Willow rolled her eyes. “And it belonged to my ancestors, before any of them,” she reminded him.
“Sorry, Will,” he looked sheepish. Then he grinned at Harrison and said, “You aren’t expected to learn all the names. Not just yet, anyway.” Then he winked.
Willow nudged her horse into a trot and rode off the trail to the pond. She paused there to let her horse drink.
Maria slowed until Harrison was once again riding beside her with Trevor close behind. Quietly, she said, “We all inherit the ranch jointly, when the time comes. Willow thinks it should be given back to the tribes.”
“And our cousin Baxter thinks it should switch from raising cattle to raising crops,” Trevor said. “And Bubba wants to build a honky tonk on his share.”
“We all have very different ideas about what to do with it.”
“What do you want to do with it?” Harrison asked.
He was talking to Maria, but Trevor thought otherwise and answered the question before she could. “Rodeo!” he said. “We put in three show rings, huge stands, concessions, the whole nine.”
“I guess you do have different ideas.” He glanced Maria’s way, met her eyes and knew she didn’t want to talk about her own thoughts on the matter.
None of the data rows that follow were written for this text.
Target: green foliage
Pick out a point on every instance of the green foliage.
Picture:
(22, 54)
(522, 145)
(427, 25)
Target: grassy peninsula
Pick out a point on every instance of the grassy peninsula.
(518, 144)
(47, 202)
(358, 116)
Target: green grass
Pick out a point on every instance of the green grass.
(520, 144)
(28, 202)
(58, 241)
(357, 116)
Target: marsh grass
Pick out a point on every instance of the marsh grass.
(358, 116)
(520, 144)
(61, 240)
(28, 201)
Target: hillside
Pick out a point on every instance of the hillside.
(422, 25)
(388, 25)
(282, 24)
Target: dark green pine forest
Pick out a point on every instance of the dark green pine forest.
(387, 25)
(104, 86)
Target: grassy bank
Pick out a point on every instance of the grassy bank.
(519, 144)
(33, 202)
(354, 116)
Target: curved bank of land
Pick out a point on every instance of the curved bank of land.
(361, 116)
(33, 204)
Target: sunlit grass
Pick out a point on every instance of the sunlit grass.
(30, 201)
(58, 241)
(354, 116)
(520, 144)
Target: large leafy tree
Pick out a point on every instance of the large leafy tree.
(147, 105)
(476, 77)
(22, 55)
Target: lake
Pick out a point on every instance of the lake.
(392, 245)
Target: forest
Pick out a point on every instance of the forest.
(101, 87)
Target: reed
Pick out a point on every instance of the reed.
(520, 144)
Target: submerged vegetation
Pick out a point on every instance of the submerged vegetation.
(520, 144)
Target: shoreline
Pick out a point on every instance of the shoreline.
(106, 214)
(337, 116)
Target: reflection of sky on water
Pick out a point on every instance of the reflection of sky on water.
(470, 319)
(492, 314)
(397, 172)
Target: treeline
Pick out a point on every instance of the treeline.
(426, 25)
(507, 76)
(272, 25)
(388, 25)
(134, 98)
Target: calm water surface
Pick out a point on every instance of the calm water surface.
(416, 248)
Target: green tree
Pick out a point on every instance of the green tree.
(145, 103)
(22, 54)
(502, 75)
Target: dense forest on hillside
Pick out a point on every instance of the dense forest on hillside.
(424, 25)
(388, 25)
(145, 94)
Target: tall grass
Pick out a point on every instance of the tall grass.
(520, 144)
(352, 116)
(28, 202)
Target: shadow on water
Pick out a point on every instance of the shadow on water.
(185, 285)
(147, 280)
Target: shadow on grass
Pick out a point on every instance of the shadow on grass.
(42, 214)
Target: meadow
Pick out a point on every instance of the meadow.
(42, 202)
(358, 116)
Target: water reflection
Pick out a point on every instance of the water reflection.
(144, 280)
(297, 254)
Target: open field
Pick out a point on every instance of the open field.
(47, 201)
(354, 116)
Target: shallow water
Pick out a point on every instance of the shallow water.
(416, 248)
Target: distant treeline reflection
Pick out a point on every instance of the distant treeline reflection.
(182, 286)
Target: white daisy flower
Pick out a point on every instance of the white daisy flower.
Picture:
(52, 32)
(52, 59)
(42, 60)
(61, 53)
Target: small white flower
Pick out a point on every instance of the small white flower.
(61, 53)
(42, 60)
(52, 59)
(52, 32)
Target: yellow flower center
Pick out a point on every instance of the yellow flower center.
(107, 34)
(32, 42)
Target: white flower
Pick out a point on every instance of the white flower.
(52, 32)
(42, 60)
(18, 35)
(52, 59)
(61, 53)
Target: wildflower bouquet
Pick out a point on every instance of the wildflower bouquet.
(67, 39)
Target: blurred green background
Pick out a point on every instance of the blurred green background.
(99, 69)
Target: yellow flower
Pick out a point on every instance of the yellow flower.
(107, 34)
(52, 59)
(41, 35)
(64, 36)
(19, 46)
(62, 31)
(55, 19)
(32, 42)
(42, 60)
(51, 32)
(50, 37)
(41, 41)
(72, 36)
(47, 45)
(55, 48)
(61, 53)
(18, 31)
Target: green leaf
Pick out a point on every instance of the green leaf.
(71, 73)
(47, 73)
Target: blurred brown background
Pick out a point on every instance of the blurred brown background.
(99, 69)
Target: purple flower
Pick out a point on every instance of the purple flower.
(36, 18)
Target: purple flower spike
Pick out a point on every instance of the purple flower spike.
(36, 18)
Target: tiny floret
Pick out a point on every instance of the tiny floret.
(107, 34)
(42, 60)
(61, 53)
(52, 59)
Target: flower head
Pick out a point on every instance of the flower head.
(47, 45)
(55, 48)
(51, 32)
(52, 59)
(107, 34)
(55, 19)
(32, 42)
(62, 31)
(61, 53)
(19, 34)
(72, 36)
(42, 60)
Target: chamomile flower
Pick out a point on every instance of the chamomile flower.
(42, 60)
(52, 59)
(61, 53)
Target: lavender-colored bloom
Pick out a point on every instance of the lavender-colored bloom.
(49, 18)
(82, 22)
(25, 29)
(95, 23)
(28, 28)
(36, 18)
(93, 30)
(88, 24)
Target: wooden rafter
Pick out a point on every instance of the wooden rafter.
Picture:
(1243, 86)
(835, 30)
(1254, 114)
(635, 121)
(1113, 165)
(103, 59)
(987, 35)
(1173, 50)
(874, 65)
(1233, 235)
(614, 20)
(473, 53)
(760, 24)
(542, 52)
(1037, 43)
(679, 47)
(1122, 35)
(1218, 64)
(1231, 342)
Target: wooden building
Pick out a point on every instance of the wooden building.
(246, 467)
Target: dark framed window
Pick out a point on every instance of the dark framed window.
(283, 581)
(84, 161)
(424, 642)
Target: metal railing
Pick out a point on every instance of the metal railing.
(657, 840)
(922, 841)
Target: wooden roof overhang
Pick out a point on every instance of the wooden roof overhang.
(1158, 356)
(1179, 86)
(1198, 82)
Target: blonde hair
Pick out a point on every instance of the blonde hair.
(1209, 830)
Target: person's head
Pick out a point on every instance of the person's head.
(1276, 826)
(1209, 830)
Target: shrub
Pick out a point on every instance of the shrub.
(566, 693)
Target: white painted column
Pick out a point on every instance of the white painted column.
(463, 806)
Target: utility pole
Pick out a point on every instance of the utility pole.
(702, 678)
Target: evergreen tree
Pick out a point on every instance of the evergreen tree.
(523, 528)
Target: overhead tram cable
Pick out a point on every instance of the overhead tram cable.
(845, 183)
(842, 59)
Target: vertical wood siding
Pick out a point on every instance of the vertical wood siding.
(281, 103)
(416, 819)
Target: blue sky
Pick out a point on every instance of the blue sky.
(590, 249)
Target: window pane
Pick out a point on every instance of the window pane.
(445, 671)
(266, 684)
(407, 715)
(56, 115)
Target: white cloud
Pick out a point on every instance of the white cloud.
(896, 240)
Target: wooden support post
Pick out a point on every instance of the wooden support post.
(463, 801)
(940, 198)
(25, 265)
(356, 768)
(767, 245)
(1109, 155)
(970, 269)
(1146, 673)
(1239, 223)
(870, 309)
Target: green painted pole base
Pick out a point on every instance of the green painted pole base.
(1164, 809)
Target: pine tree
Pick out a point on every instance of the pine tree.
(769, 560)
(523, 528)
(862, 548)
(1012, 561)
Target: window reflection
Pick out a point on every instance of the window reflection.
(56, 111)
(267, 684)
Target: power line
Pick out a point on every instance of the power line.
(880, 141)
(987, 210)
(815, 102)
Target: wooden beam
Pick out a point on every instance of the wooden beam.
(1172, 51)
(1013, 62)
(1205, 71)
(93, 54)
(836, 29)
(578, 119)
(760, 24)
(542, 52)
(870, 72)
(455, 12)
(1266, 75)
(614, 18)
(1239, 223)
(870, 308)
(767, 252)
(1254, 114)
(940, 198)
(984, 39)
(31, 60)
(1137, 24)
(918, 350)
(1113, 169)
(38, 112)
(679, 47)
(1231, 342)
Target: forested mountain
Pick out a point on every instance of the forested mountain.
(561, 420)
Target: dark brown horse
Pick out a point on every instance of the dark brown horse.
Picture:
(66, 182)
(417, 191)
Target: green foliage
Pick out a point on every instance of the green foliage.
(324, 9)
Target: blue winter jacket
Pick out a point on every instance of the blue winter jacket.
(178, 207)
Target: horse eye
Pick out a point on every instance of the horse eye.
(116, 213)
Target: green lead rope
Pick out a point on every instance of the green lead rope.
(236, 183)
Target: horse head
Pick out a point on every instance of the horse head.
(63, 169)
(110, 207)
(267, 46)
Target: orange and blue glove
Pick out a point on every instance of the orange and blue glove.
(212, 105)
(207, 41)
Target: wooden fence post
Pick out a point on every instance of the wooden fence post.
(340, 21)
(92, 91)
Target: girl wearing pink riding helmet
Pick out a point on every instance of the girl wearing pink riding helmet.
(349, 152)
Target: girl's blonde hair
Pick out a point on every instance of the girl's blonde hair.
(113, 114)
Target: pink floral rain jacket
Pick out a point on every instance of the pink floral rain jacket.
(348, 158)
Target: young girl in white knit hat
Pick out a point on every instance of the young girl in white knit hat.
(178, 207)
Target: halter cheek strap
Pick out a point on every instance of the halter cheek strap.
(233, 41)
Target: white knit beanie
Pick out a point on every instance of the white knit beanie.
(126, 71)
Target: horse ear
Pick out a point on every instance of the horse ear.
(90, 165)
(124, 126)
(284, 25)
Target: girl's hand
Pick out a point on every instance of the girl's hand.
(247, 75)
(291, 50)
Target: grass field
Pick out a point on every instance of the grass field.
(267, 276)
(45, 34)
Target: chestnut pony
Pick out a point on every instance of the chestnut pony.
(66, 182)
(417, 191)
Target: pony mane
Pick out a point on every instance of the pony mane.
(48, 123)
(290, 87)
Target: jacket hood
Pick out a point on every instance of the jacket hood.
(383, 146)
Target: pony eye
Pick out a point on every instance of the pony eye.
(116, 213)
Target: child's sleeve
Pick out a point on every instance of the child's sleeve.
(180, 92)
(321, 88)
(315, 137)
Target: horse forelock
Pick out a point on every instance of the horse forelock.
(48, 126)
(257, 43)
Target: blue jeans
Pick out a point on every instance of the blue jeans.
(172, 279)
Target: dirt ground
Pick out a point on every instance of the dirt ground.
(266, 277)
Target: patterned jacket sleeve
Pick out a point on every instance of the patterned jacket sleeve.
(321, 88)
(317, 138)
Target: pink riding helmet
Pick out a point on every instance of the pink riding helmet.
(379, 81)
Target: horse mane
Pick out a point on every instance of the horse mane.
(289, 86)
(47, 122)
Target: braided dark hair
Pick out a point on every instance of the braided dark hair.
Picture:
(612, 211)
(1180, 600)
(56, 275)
He read her look, gave a subtle nod, and didn’t ask again.
The ride took nearly two hours, and Maria assured him they hadn’t put a dent in the property. He was shown pastures, the prettiest family burial ground he’d ever seen, and a large chunk of woodland near the stream that was fenced off for no apparent reason. As he frowned at it, Willow rode up beside him. “My mother is an archaeologist,” she said. “She discovered some pottery on this site, and did some informal digging. She’s sure a native village thrived here once, so we don’t let anyone in.”
“Is she planning to excavate it?” Harrison asked.
“No,” Willow said. “We just leave offerin’s and let it be.”
Harrison nodded, understanding her position on what should become of the land in a way he hadn’t before. Willow’s phone pinged, she glanced at it. “Uncle Garrett says they just picked up Billy Bob. We’d best get to the station.” She sent Harrison a smile. “That was even faster than I predicted!” Then she gave a little whoop and kicked her horse into a gallop.